For today, I’m going to focus on the 4 main terms to understand before working on anything else, Voltage, Current, Resistance, and Power.
Voltage ( V ): Voltage is the electrical pressure used to supply power throughout a circuit. For mathematical work, Voltage is measured in Volts and signed by the pronumeral V.
Current ( I ): Is the movement of electrons through a conductor. For mathematical work, current is measured in Amperes (abbrev. Amp) and is signed by the pronumeral I. There are two types of current, Alternating Current (AC) and Direct Current (DC).
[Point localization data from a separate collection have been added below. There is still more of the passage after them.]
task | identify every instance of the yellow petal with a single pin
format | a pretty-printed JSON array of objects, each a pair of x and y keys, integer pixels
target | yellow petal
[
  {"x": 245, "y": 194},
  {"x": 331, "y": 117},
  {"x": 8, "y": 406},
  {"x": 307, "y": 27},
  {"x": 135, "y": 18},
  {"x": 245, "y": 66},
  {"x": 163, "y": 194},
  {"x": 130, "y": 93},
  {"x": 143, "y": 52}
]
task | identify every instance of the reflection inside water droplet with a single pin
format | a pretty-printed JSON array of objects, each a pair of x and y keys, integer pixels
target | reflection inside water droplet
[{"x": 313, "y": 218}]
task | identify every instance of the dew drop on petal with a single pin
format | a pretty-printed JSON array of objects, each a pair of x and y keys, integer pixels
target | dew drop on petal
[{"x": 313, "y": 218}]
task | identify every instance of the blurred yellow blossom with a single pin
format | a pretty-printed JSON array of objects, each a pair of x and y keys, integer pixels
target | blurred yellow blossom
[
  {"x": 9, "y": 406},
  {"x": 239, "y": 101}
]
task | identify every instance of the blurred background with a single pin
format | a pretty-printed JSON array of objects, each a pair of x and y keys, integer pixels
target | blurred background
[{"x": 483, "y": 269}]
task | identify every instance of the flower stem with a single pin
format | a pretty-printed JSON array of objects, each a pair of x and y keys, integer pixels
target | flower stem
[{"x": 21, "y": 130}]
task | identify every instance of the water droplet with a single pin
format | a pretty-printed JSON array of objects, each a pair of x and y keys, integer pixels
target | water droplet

Resistance ( R ): Is the reduction of voltage and current in a circuit. For mathematical work, resistance is measured in Ohms and signed by the pronumeral Ω.
Power ( P ): is the output of a circuit. For mathematical work, power is measured in Watts and signed by the pronumeral W.
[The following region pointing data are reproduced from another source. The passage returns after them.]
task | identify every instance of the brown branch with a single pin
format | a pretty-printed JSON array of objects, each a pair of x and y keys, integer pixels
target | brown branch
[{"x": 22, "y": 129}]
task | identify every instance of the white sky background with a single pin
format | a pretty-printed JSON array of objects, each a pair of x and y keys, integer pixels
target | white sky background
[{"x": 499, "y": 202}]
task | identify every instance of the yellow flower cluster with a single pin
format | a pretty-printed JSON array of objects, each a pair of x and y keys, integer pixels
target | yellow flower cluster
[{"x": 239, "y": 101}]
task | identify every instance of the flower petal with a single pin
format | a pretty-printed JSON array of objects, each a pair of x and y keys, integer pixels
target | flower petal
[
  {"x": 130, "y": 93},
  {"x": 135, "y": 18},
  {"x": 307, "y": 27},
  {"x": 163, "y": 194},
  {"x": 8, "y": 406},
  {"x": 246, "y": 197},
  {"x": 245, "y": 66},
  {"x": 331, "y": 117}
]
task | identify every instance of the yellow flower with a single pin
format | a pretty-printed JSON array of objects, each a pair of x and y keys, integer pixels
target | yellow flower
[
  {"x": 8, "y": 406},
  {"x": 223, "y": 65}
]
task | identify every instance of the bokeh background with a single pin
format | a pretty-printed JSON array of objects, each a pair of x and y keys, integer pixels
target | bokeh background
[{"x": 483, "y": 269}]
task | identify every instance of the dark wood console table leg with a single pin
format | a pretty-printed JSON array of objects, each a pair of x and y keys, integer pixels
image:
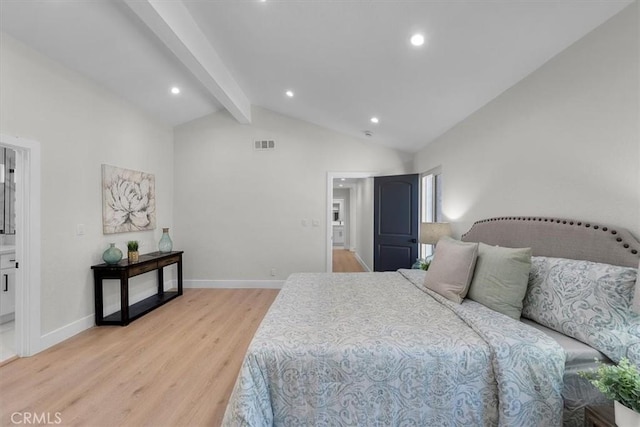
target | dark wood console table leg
[
  {"x": 124, "y": 298},
  {"x": 97, "y": 285},
  {"x": 180, "y": 275},
  {"x": 161, "y": 281}
]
To explain this by way of example I will use the basic lighting circuit in a house.
Cables run from the mains electricity box (usually located outside the house), through the roof-space and/or walls to a switch, and each switch connects to a light-socket. The switch provides an insulated control for the user so that there is, in theory, no risk to the user when they are switching a light on or off. When in the “Off” position, the circuit is open, so whilst there is voltage applied along the cables to the switch, there is no connection between the active and neutral wires, therefore, there is no current. When the switch is moved to the “On” position, the circuit closes and the voltage from the mains input can push the current along the active and neutral wires up through the light-bulb. A light-bulb filament provides a certain amount of resistance so that when the current and voltage cross it, it outputs power as heat and light.
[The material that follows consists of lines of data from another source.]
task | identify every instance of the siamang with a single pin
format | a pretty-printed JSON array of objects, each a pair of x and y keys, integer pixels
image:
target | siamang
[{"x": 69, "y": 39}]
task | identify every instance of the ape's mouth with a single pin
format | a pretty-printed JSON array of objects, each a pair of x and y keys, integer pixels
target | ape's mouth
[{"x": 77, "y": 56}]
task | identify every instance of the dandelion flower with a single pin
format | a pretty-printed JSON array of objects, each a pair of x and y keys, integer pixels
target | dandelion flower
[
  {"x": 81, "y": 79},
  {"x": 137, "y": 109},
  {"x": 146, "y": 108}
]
An analogy of sorts can be drawn from the working of electricity to the common garden hose. When the tap/faucet is closed, the water cannot flow through the hose. When the tap/faucet opens, the pressure (voltage) is able to push the water through the hose and out the end (current). If you were to place a thumb over the end or crimp the hose somewhere (resistance), the pressure inside would increase (Bernoulli’s Theorem stating that a high pressure equates to a low speed and a low pressure to a high speed) which would decrease the rate at which the water flowed. You would also notice an increase in tension on the hose or a pushing against your thumb, this is similar to the power output of a circuit. Whilst there are differences between water and electricity, thinking of things as working in this way is helpful when making distinctions or trying to understand what is happening.
To explain the maths behind these four terms, it helps to have on hand an aid such as this:
In the primary example, you can work out the power output of the light-bulb by substituting P = V * I for whatever voltage and current values are used in your country (for me, 240V * 10A = 2400W (which can be shortened to 2.4kW*)). The value you get here may seem quite high, but this example assumes that there is no circuit resistance. If you want a more accurate reflection of reality, transpose the problem by finding the power dissipation on the light-bulb (it should be written on the component, if not, you can use a multimeter to read the resistance of it) and working backwards: I = P / V. Taking the example of a 60W bulb, I would work it out thus: P / V = I (since I now know my power to be 60W and my voltage to be 240V), 60W / 240V = 0.25A or 25mA.
*A note on the International System of Units (SI) and Scientific Notation: When working with electricity, numbers can get quite large or incredibly small. To make things easier, we express things using the International System of Units (or SI). The standard abbreviations you may see are GV, MV, kV, V, mV, µV, nV, or pV (using Volts (V) as an example). These stand for Gigavolts (1 * 10^9), Megavolts (1 * 10^6), kilovolts (1 * 10^3), volts (1 * 10^0), millivolts (1 * 10^-3), microvolts (1 * 10^-6), nanovolts (1 * 10^-9), and picovolts (1 * 10^-12). More information can easily be procured by searching for any of these terms on Wikipedia.